Consistent wave arrival time picking is essential when processing the data recorded by the receivers. This involves having accurate clock synchronization for the whole network. Sampling rate, frequency range and dynamic range are therefore interconnected.

Processing

To use P-wave polarization for locating events, it is necessary to make some orientation calibration shots to determine the direction in which the receiver components are pointing. Normally, this would be done using a conventional seismic source at as many different and evenly distributed source positions as possible. The minimum number, even with good coverage, should be four or five locations.

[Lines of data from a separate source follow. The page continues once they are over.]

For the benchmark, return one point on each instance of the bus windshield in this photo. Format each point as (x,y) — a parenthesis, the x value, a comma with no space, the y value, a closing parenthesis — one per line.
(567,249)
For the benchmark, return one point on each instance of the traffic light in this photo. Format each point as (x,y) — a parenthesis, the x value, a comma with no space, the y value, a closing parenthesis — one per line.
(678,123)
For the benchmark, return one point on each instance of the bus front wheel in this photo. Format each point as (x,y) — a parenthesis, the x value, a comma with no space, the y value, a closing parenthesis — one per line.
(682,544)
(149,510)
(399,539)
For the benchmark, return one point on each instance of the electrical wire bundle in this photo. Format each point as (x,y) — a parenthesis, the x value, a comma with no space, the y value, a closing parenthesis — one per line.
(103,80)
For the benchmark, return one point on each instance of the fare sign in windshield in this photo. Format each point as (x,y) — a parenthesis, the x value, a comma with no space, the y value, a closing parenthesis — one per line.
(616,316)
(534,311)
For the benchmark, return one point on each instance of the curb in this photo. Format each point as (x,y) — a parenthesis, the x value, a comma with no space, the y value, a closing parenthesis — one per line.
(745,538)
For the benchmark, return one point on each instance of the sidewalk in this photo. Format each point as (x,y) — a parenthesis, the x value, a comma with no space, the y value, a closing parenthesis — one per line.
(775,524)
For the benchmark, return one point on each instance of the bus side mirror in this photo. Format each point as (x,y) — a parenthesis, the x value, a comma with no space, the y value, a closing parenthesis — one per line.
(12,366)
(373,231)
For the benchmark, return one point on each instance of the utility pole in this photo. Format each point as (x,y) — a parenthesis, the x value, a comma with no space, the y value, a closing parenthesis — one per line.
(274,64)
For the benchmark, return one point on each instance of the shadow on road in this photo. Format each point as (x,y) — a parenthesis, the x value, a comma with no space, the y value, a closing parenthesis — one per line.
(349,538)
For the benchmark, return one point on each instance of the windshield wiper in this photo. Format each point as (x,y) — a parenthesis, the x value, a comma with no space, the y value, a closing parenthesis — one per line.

Microseismic monitoring is a cost-effective way of obtaining a better understanding of a reservoir's state, including the way in which it changes throughout its productive life. With a wider coverage than logging, a more accurate geometrical description than that of conventional seismic and with its intrinsic time-lapse nature, it provides information such as fracture mapping, fluid pressure front, flow anisotropy, reservoir stability, which can enhance reservoir recovery and management.

The chances of success of microseismic monitoring are greatly improved by properly setting out the objectives and designing the survey network. Both must be in accordance with the geophysical properties of the reservoir and the ME and with the engineering aspects of the survey.

Questions that must be answered include: What microseismic events to record? Where will they take place? Will attenuation be a problem? How many wells to monitor? How many receivers to use? What sample rate and frequency range? How long to record the ME's?

To provide optimum results from high quality data, each reservoir will have its own requirements, each possibly resulting in a different microseismic network design.

References

Maxwell, S.C., Young, R.P., Bossu, R., Jupe, A. & Dangerfield, J., 1998. Microseismic logging of the Ekofisk reservoir. SPE/ISRM Eurockྞ, SPE 47276.

Dyer, B.C., Jones, R.H., Cowles, J.F., Barkved, O. & Folstad, P.G., 1999. Microseismic survey of a North Sea reservoir. World Oil, March 1999.

J.T. Rutledge, W.S. Phillips, L.S. House & R.J. Zinno, 1998. Microseismic mapping of a Cotton Valley hydraulic fracture using decimated downhole arrays. Expanded Abstracts, SEG-New Orleans, September 1998, 338-341.

E. Gaucher, F.H. Cornet & P. Bernard, 1998. Induced seismicity analysis for structure identification and stress field determination. SPE/ISRM Eurockྞ, SPE 47324.